Soat Eng terkejut. Dia menoleh dan segera mendengar suara bak-bik-buk di sana, disusul suara tendangan di mana si tinggi besar tiba-tiba menjerit. Dan ketika gadis ini menengok dan membelalakkan matanya maka si tinggi besar mengaduh dan terlempar keluar panggung.

"Bress!"

Semua orang terkejut. Mereka melihat Kiat Ma memperoleh kemenangan dengan mudah, tadi lawan menyerangnya dengan sengit namun semua serangan-serangan itu dikelit mudah. Dan ketika pertempuran berjalan belasan jurus dengan si Copet ini hanya mengelak dan menghindar saja tampaklah si tinggi besar mulai terhuyung-huyung dan pucat mukanya. Tenaga melemah dan orang menjadi heran karena dalam waktu singkat saja si tinggi besar itu sudah gemetaran.

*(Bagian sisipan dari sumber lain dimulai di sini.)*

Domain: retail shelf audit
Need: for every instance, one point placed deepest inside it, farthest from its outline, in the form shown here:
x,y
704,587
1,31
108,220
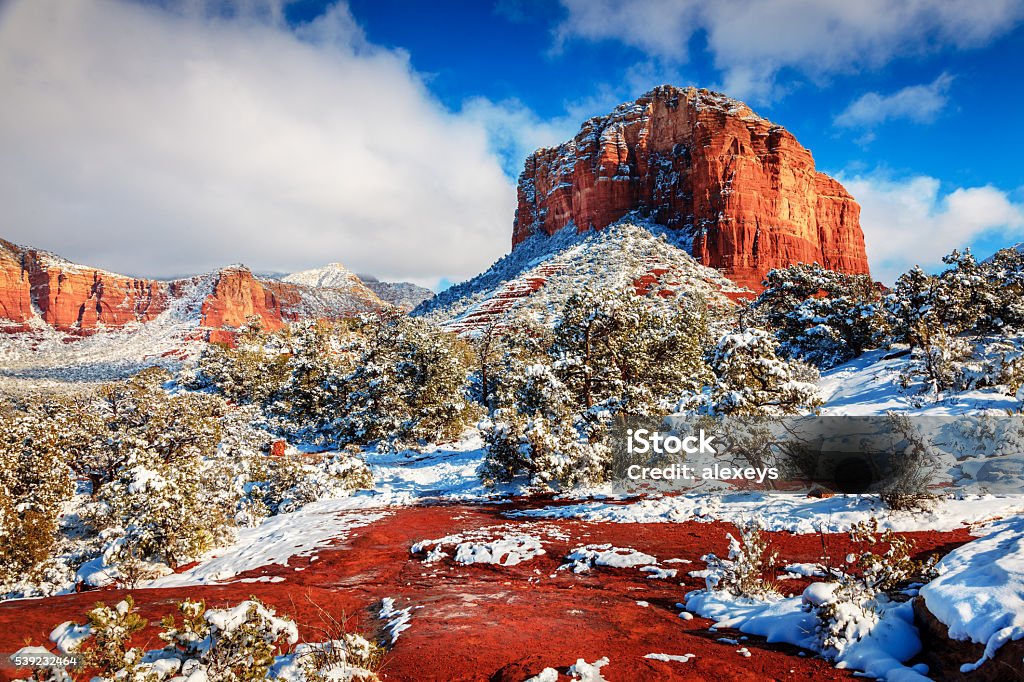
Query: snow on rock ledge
x,y
979,596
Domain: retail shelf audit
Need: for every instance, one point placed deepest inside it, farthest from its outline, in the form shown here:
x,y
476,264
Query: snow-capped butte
x,y
543,271
403,295
333,275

Mereka mengira karena serangan-serangan yang luput dari si tinggi besar ini menghabiskan tenaganya sendiri, karena pukulan atau tendangan yang luput memang berarti membuang tenaga sia-sia. Dan ketika laki-laki itu semakin gemetaran sementara lawan tertawa-tawa menghindar sana-sini akhirnya Kiat Ma berseru bahwa dalam empat jurus saja lawannya itu bakal terlempar keluar panggung.

"Sekarang sudah saatnya," si Copet tertawa. "Kau mabok dan linglung, monyet besar. Daripada membuat sebel di sini lebih baik kau enyah.... buk-dess!" si Copet mendaratkan sepasang tangannya, menghantam tengkuk si tinggi besar dan lawan pun terbanting. Namun karena lawan bertenaga besar dan mampu bangkit lagi maka Kiat Ma berkelebat dan mendaratkan lagi dua tiga pukulannya, terdengar bak-bik-buk dan saat itulah si tinggi besar mengeluh mendekap perutnya.

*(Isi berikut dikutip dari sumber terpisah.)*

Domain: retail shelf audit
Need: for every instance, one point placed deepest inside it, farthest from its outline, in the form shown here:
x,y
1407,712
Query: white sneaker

Tanpa diketahui seorang pun tiba-tiba si tinggi besar ini merasa mulas perutnya. Arak yang diminum tadi sesungguhnya arak yang telah dicampuri semacam obat pengganggu, akan melemahkan tenaga siapa saja disertai perut yang mulas tak keruan, seperti yang telah dialami Sin Cek atau si pendek tadi, lawan Siu Pin si tinggi kurus. Maka begitu keadaan serupa menimpa si tinggi besar ini dan tak pelak laki-laki ini pucat dan gemetaran maka sebuah tendangan akhirnya menyelesaikan pertandingan itu. Si tinggi besar mencelat dan terlemparlah dia keluar panggung.

Dan ketika si Copet terbahak-bahak dan Sam Lu alias Lu Sam meraup uang yang ada di pundi-pundi maka si Copet itu berseru nyaring tertawa gembira, "Ha-ha, lihat, Muka Hitam (Hek-bin). Aku telah memenangkan pertandingan dan kalian kalah!"

"Benar," Lu Sam juga berseru nyaring. "Orang she Ma ini memenangkan pertandingan, saudara-saudara. Semua telah menjadi saksi akan kemenangannya!"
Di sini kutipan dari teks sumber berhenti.